JC: Where do most of your ideas come from? How did this unconventional love story come to be?
CA: A lot of my stories come from personal experiences, or those of friends, that I then spin into a book. I’ll pinpoint one event in our lives, or a topic, and just grow branches off of that. The book I wrote before Down We’ll Come, Baby was set in college, and was a sequel to a high school book. And I loved those stories, but I knew I wanted to explore what comes after the happily ever after. I think so often in the romance genre, we focus on the falling in love, that what happens after is overlooked.
A couple of things started the concrete idea for this book. First, the setting. I’ve known for a while that I wanted to set a book in Cape Cod; it’s a special place for me, it’s where my brother got married, and my husband and I had a wonderful trip to Nantucket the summer we got engaged. I’m also obsessed with the Kennedy family, who have a compound in Hyannis, so I thought it would be interesting to play with the dynamic of a heroine who comes from stupid money. Like stupid, fifteen sets of China in your cabinet, money.
I also knew I wanted to explore the idea of infertility, because it is so prominent today, and has been a struggle for more than a couple of my friends. And so I looked at their experiences, but also took some emotions from my experience. When my daughter was born, she was in the NICU, and it was the hardest thing I’ve ever gone through in my life. Now, my husband was an absolute hero the entire time, he carried us on his back. But I can see how something so traumatic could absolutely dissolve the bond between a couple. So Down We’ll Come, Baby explores how a marriage can be pushed to the brink, but how love can ultimately sew it back together.

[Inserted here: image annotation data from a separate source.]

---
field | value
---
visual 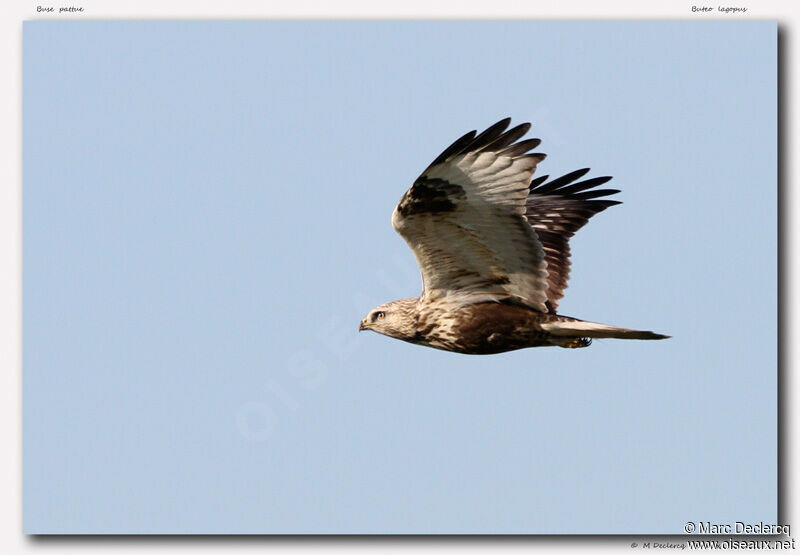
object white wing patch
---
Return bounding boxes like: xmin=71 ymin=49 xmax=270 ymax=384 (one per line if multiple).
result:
xmin=392 ymin=120 xmax=548 ymax=312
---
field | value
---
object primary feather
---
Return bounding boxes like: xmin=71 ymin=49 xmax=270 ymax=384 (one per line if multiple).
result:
xmin=359 ymin=118 xmax=666 ymax=354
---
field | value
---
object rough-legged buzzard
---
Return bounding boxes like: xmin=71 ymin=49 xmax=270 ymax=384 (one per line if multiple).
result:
xmin=358 ymin=118 xmax=668 ymax=354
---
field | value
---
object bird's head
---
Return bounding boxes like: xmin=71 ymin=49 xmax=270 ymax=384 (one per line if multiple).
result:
xmin=358 ymin=299 xmax=417 ymax=339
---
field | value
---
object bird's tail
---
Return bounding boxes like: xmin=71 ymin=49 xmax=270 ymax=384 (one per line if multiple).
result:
xmin=542 ymin=316 xmax=669 ymax=339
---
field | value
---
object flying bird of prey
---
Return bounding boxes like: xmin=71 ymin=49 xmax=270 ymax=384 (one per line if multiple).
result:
xmin=358 ymin=118 xmax=668 ymax=354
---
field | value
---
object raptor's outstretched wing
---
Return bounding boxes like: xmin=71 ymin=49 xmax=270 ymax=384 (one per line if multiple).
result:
xmin=392 ymin=118 xmax=550 ymax=312
xmin=525 ymin=168 xmax=621 ymax=312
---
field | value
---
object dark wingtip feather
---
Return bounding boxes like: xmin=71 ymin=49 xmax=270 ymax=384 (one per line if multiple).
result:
xmin=531 ymin=168 xmax=590 ymax=195
xmin=430 ymin=129 xmax=477 ymax=166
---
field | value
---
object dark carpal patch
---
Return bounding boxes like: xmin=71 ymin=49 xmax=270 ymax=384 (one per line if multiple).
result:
xmin=397 ymin=179 xmax=467 ymax=216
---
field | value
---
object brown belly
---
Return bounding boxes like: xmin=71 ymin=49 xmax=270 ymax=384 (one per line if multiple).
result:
xmin=411 ymin=303 xmax=557 ymax=355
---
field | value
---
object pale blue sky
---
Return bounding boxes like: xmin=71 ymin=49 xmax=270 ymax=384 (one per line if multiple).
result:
xmin=23 ymin=22 xmax=777 ymax=533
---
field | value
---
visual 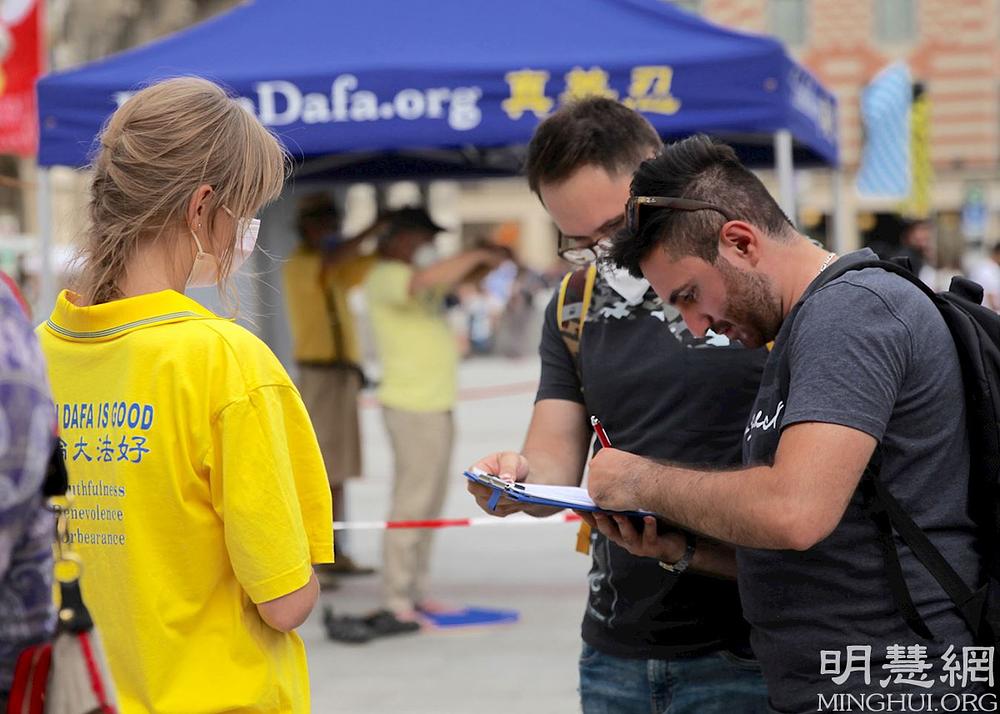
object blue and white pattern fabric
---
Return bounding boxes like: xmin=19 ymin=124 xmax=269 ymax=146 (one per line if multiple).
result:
xmin=0 ymin=283 xmax=55 ymax=693
xmin=858 ymin=62 xmax=913 ymax=199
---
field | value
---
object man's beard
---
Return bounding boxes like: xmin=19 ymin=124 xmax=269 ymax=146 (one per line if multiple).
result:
xmin=713 ymin=256 xmax=781 ymax=347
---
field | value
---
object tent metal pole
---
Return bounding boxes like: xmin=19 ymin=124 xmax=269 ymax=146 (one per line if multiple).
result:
xmin=774 ymin=129 xmax=797 ymax=223
xmin=826 ymin=166 xmax=845 ymax=255
xmin=35 ymin=166 xmax=56 ymax=317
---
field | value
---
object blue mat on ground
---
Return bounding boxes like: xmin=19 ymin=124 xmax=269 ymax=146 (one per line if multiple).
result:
xmin=421 ymin=607 xmax=520 ymax=629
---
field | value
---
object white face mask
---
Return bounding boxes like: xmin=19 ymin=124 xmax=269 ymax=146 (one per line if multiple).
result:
xmin=185 ymin=206 xmax=260 ymax=288
xmin=413 ymin=243 xmax=438 ymax=268
xmin=600 ymin=262 xmax=649 ymax=305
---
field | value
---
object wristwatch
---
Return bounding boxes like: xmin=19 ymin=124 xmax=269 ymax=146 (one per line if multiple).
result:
xmin=660 ymin=531 xmax=698 ymax=575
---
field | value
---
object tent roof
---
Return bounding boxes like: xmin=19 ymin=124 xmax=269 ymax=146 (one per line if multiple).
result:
xmin=38 ymin=0 xmax=837 ymax=176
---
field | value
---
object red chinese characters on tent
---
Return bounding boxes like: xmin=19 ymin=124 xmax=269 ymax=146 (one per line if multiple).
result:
xmin=0 ymin=0 xmax=43 ymax=156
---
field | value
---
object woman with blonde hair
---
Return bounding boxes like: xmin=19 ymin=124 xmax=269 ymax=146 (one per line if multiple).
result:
xmin=39 ymin=78 xmax=333 ymax=714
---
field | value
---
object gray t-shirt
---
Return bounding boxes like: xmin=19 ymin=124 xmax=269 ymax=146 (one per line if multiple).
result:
xmin=737 ymin=250 xmax=980 ymax=712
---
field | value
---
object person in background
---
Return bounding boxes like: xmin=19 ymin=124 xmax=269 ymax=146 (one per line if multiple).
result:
xmin=364 ymin=208 xmax=509 ymax=635
xmin=284 ymin=193 xmax=381 ymax=587
xmin=896 ymin=218 xmax=937 ymax=289
xmin=969 ymin=242 xmax=1000 ymax=312
xmin=39 ymin=77 xmax=333 ymax=714
xmin=0 ymin=273 xmax=56 ymax=712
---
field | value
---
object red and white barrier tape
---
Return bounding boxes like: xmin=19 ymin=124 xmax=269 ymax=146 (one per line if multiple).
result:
xmin=359 ymin=379 xmax=538 ymax=409
xmin=333 ymin=513 xmax=580 ymax=531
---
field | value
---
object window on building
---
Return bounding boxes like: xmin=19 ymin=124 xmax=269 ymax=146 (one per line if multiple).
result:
xmin=768 ymin=0 xmax=809 ymax=47
xmin=666 ymin=0 xmax=701 ymax=15
xmin=875 ymin=0 xmax=917 ymax=44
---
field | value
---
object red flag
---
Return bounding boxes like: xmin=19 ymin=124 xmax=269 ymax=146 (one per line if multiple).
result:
xmin=0 ymin=0 xmax=44 ymax=156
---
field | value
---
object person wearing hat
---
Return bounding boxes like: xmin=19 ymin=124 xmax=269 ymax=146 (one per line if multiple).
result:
xmin=365 ymin=208 xmax=509 ymax=635
xmin=284 ymin=193 xmax=383 ymax=587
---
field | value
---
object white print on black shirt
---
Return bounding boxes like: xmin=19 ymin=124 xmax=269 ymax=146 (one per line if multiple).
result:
xmin=743 ymin=401 xmax=785 ymax=441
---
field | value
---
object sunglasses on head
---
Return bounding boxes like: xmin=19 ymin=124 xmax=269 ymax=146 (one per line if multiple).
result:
xmin=625 ymin=196 xmax=737 ymax=235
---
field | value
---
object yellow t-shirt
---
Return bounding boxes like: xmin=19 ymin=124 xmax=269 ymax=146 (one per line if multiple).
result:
xmin=284 ymin=248 xmax=375 ymax=364
xmin=365 ymin=260 xmax=458 ymax=412
xmin=38 ymin=290 xmax=333 ymax=714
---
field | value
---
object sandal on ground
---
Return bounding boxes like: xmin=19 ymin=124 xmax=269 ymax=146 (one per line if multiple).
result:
xmin=323 ymin=607 xmax=375 ymax=644
xmin=363 ymin=610 xmax=420 ymax=637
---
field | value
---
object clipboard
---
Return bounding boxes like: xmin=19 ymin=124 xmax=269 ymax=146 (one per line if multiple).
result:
xmin=464 ymin=469 xmax=659 ymax=530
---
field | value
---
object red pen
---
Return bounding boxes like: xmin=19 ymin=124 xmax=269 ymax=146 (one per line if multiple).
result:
xmin=590 ymin=416 xmax=611 ymax=449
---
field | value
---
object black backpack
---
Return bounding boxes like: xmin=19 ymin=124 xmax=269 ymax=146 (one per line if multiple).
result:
xmin=780 ymin=258 xmax=1000 ymax=685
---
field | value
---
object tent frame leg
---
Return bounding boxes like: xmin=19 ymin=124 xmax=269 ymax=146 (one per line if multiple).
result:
xmin=774 ymin=129 xmax=798 ymax=224
xmin=35 ymin=166 xmax=56 ymax=317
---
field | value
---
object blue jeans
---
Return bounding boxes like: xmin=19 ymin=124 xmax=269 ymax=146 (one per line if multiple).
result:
xmin=580 ymin=643 xmax=770 ymax=714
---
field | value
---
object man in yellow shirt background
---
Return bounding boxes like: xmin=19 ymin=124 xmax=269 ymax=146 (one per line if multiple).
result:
xmin=284 ymin=193 xmax=381 ymax=587
xmin=365 ymin=208 xmax=510 ymax=635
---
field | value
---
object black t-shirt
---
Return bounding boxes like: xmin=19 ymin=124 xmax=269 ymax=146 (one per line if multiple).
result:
xmin=737 ymin=250 xmax=979 ymax=713
xmin=536 ymin=276 xmax=766 ymax=659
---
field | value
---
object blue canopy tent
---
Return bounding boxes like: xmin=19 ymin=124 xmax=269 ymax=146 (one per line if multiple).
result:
xmin=38 ymin=0 xmax=837 ymax=304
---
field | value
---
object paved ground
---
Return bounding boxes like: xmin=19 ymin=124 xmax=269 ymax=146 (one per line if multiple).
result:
xmin=300 ymin=359 xmax=589 ymax=714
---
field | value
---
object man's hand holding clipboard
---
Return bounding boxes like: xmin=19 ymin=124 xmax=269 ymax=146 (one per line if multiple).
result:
xmin=576 ymin=416 xmax=687 ymax=563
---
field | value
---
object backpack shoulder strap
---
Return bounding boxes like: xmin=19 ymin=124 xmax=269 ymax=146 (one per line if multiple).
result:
xmin=556 ymin=264 xmax=597 ymax=377
xmin=812 ymin=260 xmax=986 ymax=641
xmin=556 ymin=263 xmax=597 ymax=555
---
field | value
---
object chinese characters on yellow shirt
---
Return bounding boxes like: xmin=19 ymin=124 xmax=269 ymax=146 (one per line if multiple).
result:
xmin=56 ymin=401 xmax=155 ymax=546
xmin=500 ymin=65 xmax=681 ymax=120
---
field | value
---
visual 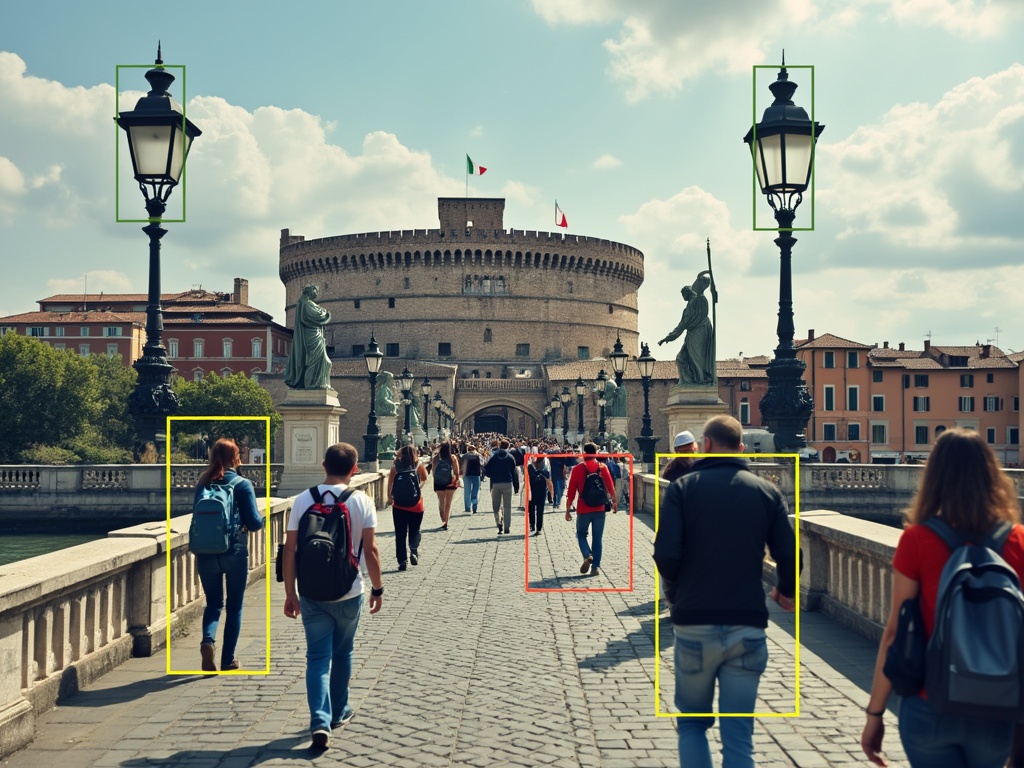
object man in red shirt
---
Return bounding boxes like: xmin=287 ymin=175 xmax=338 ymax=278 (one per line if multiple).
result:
xmin=565 ymin=442 xmax=615 ymax=575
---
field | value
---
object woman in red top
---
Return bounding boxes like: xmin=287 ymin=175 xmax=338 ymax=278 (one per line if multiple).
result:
xmin=565 ymin=442 xmax=615 ymax=575
xmin=387 ymin=445 xmax=427 ymax=570
xmin=860 ymin=428 xmax=1024 ymax=768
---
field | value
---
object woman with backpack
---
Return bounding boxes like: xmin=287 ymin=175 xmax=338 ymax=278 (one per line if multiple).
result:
xmin=860 ymin=428 xmax=1024 ymax=768
xmin=387 ymin=445 xmax=427 ymax=570
xmin=431 ymin=440 xmax=459 ymax=530
xmin=189 ymin=437 xmax=263 ymax=672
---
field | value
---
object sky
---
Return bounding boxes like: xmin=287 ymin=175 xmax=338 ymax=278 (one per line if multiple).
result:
xmin=0 ymin=0 xmax=1024 ymax=359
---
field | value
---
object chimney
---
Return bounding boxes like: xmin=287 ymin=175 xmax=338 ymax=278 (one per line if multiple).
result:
xmin=231 ymin=278 xmax=249 ymax=306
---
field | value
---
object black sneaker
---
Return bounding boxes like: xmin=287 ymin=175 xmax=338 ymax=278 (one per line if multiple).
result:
xmin=331 ymin=709 xmax=355 ymax=731
xmin=313 ymin=728 xmax=331 ymax=750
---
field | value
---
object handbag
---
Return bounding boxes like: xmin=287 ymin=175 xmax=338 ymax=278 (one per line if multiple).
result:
xmin=883 ymin=596 xmax=928 ymax=696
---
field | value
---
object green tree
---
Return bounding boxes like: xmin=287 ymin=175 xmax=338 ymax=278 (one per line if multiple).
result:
xmin=0 ymin=333 xmax=99 ymax=463
xmin=173 ymin=373 xmax=283 ymax=449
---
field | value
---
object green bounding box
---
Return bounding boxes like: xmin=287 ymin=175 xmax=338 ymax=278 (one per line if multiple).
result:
xmin=114 ymin=63 xmax=188 ymax=224
xmin=165 ymin=416 xmax=271 ymax=675
xmin=751 ymin=65 xmax=817 ymax=232
xmin=654 ymin=454 xmax=800 ymax=718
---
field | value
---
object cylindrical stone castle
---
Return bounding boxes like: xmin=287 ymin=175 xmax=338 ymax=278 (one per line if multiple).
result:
xmin=281 ymin=198 xmax=643 ymax=366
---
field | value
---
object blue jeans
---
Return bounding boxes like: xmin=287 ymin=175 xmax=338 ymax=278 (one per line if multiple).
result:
xmin=299 ymin=595 xmax=362 ymax=731
xmin=462 ymin=475 xmax=480 ymax=512
xmin=672 ymin=625 xmax=768 ymax=768
xmin=551 ymin=477 xmax=565 ymax=509
xmin=899 ymin=696 xmax=1014 ymax=768
xmin=196 ymin=541 xmax=249 ymax=668
xmin=577 ymin=512 xmax=607 ymax=568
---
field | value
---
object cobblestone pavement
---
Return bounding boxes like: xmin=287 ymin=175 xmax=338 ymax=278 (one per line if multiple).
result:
xmin=2 ymin=492 xmax=906 ymax=768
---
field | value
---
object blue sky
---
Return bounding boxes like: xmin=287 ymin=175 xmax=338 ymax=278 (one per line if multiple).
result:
xmin=0 ymin=0 xmax=1024 ymax=358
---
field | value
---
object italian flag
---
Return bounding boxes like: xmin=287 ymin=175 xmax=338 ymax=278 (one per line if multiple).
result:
xmin=466 ymin=155 xmax=487 ymax=176
xmin=555 ymin=200 xmax=569 ymax=229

JC: You write many romantic genres. How do you decide what trope is next?
CARRIE AARONS: I feel like this gets me into trouble sometimes! I know that I started in sports, and that my young adult stuff has gotten some great feedback, but I have SO many ideas that I don’t just stick to one subgenre. Honestly, while I’m writing a work in progress, I try as best as I can to shut out any other stories that come knocking on my brain. And only after I write THE END, do I sit down and go “okay, what is next?” And the idea that is on my mind the most, the one that I just can’t let go of, that’s the one I go with. It might not be the most popular trope, or the subgenre I’m known for, but I know I wouldn’t be true to myself if I phoned it in on a story I wasn’t extremely passionate about.
JC: I love seeing your posts of your beautiful daughter! How has your writing career changed since becoming a mother?
CA: Thank you! She is so adorable, but a handful! Gosh, my writing career, and my entire outlook on life, have changed so much since becoming a mom. I guess the biggest change has been becoming a full-time writer. Right after my daughter’s first birthday, I was at a crossroads where being a parent, working part-time, writing and just all of the other things that come with being a woman and wife … it all got to be too much. Something had to give, and I had been struggling with the fear of pulling the safety net to become an author as my twenty-four seven career. But then I decided that the best example I could set for her would be to follow my dreams and go after what I really want, and so I did.
On a more personal growth level, Motherhood has really brought out this more understanding side of me … which I think translates into my novels. I feel more connected to the motives my characters have, and how different people deal with what life throws at them.